It's 2005. A group of investment bankers visit a dimly lit New York club. One banker in his 20s makes more than a million a year packaging mortgages and sending them on to the big Wall Street firms. Two waiters arrive carrying four champagne bottles each with tiny sparklers. Everyone turns to look. Those bankers just ordered four bottles of Cristal at $1,000 a pop.
It's 2009. Tom Tseng, general manager of Chinese bicycle-maker Tandem Industries, tells a newspaper reporter that "China's ability to consume has reached a fairly high level & [while] in the U.S. people now only want to buy cheap things."
The first story came from "This American Life," a radio show that recently aired a retrospective on the financial crisis. The second story came from a recent Wall Street Journal article. Together they describe the massive adjustment the global economy has undergone. American consumers aren't the economic engines they were. China manufactured things, exported like crazy, and saved. Now, the Chinese government is flush with money, and its aggressive stimulus plan is propping up Chinese consumption, so much so that companies like Tandem Industries are finally focusing on their home market.
When the global economy starts to emerge from the doldrums (as many think it already has), I hope U.S. manufacturers will be doing business in a much more stable world, and participating in globalization how it should be.
"This American Life," usually a quirky show about life's little moments, took a stab at the financial crisis and, for me (a noneconomist), painted the clearest picture showing why the whole mess happened in the first place.
One of the root causes was the world's money supply (technically, fixed-income securities), which doubled from $36 trillion in 2000 to $70 trillion in 2006, thanks in part to globalization. A greater percentage of the world's population was producing more for global consumption (mostly America's). Developing countries with big natural resource reserves (Middle East) and cheap labor (Asia) benefited the most. Unfortunately, all this money went to relatively few people. Cheap labor means most people aren't paid very much, right? These workers used their relatively meager paychecks to make their lives just a little better—a significant leap, but they certainly weren't out ordering bottles of Cristal. So much of the $70 trillion went to government wealth funds and the rich.

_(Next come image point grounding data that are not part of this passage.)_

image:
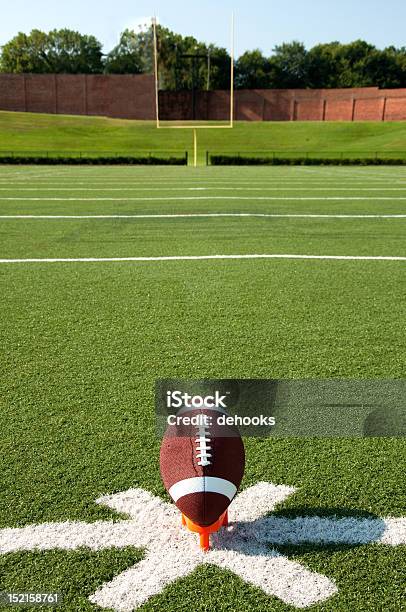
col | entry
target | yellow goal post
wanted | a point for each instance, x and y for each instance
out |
(194, 127)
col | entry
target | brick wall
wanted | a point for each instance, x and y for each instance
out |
(362, 104)
(133, 97)
(126, 96)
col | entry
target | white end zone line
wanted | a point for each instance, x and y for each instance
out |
(200, 215)
(201, 257)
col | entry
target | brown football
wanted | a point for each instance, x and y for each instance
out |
(202, 464)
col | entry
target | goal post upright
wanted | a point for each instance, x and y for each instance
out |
(156, 72)
(232, 74)
(228, 125)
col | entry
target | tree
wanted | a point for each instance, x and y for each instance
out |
(252, 71)
(59, 51)
(289, 66)
(127, 56)
(325, 64)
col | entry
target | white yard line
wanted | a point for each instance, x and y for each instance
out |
(202, 257)
(197, 198)
(207, 215)
(165, 188)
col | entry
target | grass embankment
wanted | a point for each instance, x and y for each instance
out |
(32, 132)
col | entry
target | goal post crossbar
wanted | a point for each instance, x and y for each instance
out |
(191, 126)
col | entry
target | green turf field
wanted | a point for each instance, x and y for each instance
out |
(83, 342)
(28, 132)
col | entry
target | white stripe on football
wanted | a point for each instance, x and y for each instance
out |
(202, 484)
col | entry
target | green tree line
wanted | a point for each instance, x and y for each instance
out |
(291, 65)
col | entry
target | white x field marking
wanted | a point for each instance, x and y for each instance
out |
(171, 552)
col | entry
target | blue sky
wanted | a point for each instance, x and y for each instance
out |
(259, 23)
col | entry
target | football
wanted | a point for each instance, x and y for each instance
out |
(202, 464)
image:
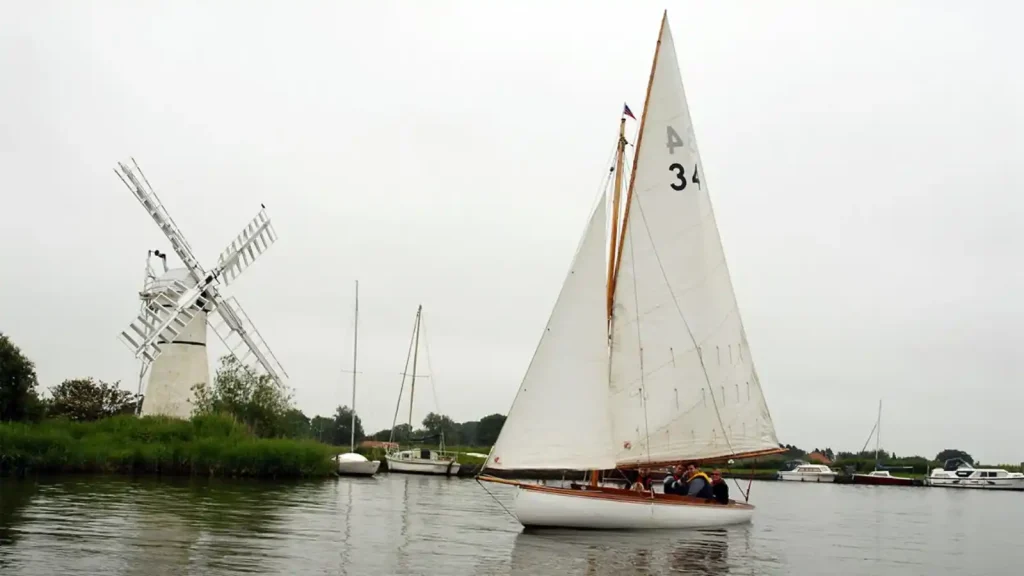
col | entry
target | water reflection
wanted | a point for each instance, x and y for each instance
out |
(15, 497)
(600, 553)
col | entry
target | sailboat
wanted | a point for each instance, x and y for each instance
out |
(644, 361)
(354, 463)
(419, 460)
(880, 477)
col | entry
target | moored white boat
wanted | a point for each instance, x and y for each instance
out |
(644, 360)
(611, 508)
(957, 474)
(354, 463)
(808, 472)
(423, 461)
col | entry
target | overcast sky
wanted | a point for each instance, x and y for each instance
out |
(863, 160)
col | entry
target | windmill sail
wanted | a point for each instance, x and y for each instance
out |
(559, 418)
(677, 381)
(682, 381)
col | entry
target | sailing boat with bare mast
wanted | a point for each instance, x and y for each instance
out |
(354, 463)
(644, 361)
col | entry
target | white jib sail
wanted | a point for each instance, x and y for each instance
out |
(559, 418)
(682, 380)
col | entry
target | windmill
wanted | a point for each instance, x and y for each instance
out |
(179, 304)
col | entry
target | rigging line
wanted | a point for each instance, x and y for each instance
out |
(643, 388)
(401, 388)
(500, 503)
(693, 339)
(605, 180)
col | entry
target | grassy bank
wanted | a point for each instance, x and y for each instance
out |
(204, 446)
(462, 452)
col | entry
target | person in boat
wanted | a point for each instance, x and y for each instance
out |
(719, 488)
(697, 483)
(642, 482)
(675, 483)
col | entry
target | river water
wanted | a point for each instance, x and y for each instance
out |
(396, 524)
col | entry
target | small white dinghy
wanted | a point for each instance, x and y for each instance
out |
(353, 463)
(644, 361)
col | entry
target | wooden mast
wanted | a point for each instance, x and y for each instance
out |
(616, 244)
(636, 154)
(355, 348)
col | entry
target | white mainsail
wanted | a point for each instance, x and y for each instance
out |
(682, 382)
(559, 418)
(678, 381)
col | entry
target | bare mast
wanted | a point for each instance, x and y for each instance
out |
(416, 354)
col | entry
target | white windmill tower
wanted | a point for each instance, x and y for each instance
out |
(169, 334)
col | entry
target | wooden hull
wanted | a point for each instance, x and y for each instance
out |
(882, 481)
(419, 465)
(358, 468)
(610, 508)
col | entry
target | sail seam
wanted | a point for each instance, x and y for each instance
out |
(636, 303)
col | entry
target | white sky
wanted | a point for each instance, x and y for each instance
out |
(862, 160)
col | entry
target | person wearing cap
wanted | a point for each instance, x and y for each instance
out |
(719, 488)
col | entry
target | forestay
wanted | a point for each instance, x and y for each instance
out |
(559, 418)
(678, 350)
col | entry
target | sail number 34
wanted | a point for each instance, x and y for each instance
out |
(674, 142)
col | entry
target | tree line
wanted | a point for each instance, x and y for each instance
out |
(253, 399)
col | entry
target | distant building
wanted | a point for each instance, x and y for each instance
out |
(376, 444)
(819, 458)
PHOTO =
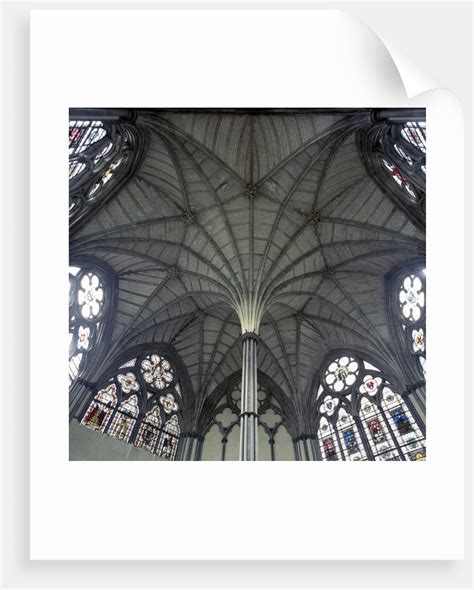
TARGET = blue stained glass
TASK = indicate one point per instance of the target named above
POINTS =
(350, 440)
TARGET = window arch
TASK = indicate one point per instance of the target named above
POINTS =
(360, 415)
(222, 435)
(139, 405)
(395, 154)
(102, 154)
(407, 311)
(88, 305)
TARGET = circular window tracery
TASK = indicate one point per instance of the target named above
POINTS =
(90, 296)
(135, 413)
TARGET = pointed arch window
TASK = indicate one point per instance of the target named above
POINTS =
(102, 154)
(222, 434)
(394, 151)
(139, 405)
(361, 417)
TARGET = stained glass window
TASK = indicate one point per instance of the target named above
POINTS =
(101, 153)
(124, 419)
(395, 154)
(415, 134)
(400, 179)
(133, 411)
(329, 446)
(365, 418)
(87, 303)
(149, 430)
(222, 438)
(168, 442)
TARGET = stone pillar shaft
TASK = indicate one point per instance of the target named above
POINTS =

They bought only so much; the rest of it, they needed to invest. Usually, U.S. Treasurys would be the first safe-haven on the list. But the Fed kept rates abnormally low. They did this to promote economic growth, but the unintended consequence was that U.S. Treasurys, with such low yields, weren't an attractive place to funnel the world's investment demand. Those few holding the world's vast money supply were hungry for something that had low risk and a higher return. Enter the mortgage-backed security.
So this is where those club-going, Cristal-drinking bankers step into the picture. The world's investors were hungry, so bankers fed them with even more mortgage-backed securities. To do this, they needed more mortgages. Once everyone who could pay for a house had one, they set their eyes on the subprime market, which gave people houses even if they couldn't afford it. They figured that if they packaged these bad mortgages with hundreds of other good ones, they would spread risk. Even if all the bad mortgages foreclosed, things would be OK because the banks would just own a lot of homes that were increasing in value. And homes would always increase in value ... right?
We all know the story from there. I like this explanation because it doesn't point fingers at the finance sector, or the people who bought homes who shouldn't have. It goes back to the issue of the money supply, globalization, and unintended consequences.
For the record, I'm all for globalization and free trade. I just worry about the personal freedoms of the people we're trading with. One moral problem with a global economy is that while the laws of supply and demand may be universal, political systems and power structures aren't. A poor worker across the ocean may assemble a plasma TV for a U.S. consumer who has had all the benefits of (relatively) free capital markets and even some disposable income.
In my opinion, that injustice was at least one factor that ultimately snowballed into the financial crisis. More people in this world should have the luxury of consumption beyond basic necessity, and manufacturers the world over would see the benefits. When I hear news of Chinese consumerism on the rise, I think it's a step in the right direction.